Di tengah aral gendala yang ada, MNC Sekuritas menilai, permintaan properti masih tetap kuat sepanjang tahun 2022 dengan rata-rata pertumbuhan marketing sales sebesar 7% -8% YoY di tahun ini, meskipun insentif lebih rendah dari tahun sebelumnya.

“Kami percaya bahwa harga saham properti akan menguat, terutama didorong oleh: 1) harga komoditas yang kuat; 2) Banyaknya peluncuran properti setelah Idul Fitri; 3) meningkatnya indeks harga properti residensial sebesar 1,77% YoY," kata periset MNC Sekuritas.

Berbicara secara makro, jelas Rudy, penjualan properti berkorelasi positif dengan kondisi makro, dengan perkiraan PDB sebesar 5% di tahun penuh 2022 (vs 3,69% di FY21) sehingga menciptakan harapan bagi sektor properti.

Berkaca pada hal tersebut, MNC Sekuritas tetap mempertahankan rekomendasi positif, yakni overweight untuk sektor properti sepanjang 2022.

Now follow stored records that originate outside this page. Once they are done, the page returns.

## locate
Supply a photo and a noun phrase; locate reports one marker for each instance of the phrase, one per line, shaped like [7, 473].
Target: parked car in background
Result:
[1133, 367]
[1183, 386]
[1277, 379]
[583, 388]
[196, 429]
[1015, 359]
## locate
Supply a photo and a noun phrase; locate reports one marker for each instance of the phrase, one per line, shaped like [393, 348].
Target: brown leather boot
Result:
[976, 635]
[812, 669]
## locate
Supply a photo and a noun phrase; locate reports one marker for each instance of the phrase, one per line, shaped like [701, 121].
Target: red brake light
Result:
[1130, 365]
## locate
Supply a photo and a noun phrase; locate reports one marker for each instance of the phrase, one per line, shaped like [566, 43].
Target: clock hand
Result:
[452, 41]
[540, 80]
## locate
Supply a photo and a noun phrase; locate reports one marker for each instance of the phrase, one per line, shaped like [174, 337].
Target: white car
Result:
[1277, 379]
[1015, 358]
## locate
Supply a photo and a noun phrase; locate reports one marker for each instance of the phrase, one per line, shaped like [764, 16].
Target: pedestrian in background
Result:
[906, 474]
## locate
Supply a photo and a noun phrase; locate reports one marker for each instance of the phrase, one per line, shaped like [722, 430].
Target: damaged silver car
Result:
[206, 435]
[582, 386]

Dalam kamus MNC Sekuritas, overweight berarti total return (tingkat keuntungan) saham diperkirakan di atas rata-rata total return cakupan industri sekuritas tersebut selama 6-12 bulan ke depan.

Setali tiga uang, riset BRI Danareksa Sekuritas pada 26 Juli 2022 juga tetap mempertahankan rekomendasi overweight untuk sektor properti RI.

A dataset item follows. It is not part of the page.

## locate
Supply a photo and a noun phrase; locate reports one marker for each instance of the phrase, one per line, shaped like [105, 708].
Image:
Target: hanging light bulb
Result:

Menurut hitungan analis BRI Danareksa Sekuritas Victor Stefano, pengembang properti melaporkan penjualan pemasaran secara agregat sebesar Rp6,4 triliun di kuartal II 2022 (+1% yoy, -6% secara kuartalan/q-o-q).

 Hal tersebut, kata Victor, membuat marketing sales secara agregat menjadi Rp13,3 triliun (-1% yoy) di 1H22. Angka tersebut mencapai 49% dari proyeksi tahun penuh 2022 Danareksa, atawa sejalan dengan rata-rata lima tahun (47%).

“Ini sedikit lebih tinggi dari target perusahaan (52% dari propeksi FY22 mereka) karena mereka menargetkan pertumbuhan marketing sales yang lebih rendah sebesar 4% (vs target kami sebesar 8%).

Ke depan, kata Victor, pertumbuhan marketing sales akan kuat pada kuartal III 2022, didukung oleh lebih banyak peluncuran properti, kondisi makro yang kuat, dan program subsidi PPN yang diyakini akan mendorong penjualan properti secara signifikan.

Alasan Lo Kheng Hong Beli DILD

Kembali ke soal DILD. Intiland sendiri masih membukukan rugi bersih pada kuartal I 2022.

Berdasarkan laporan keuangan DILD yang dirilis di website Bursa Efek Indonesia (BEI), DILD menanggung rugi bersih yang dapat diatribusikan kepada pemilik entitas induk mencapai Rp72,70 miliar pada 3 bulan pertama 2022.

Raihan tersebut berbanding terbalik dengan perolehan laba bersih Rp3,25 miliar pada periode yang sama tahun lalu.

Ini merupakan rugi kuartal I DILD pertama kali, setidaknya selama periode 2008-2022.

Pendapatan DILD sendiri hanya tumbuh 2,15% secara tahunan (yoy) menjadi Rp562,47 miliar pada triwulan pertama 2022.

Pertumbuhan pendapatan yang mini tersebut tergerus signifikan lantaran membengkaknya beban pokok penjualan dan pendapatan yang mencapai 20,04% atawa sebesar Rp352,34 miliar.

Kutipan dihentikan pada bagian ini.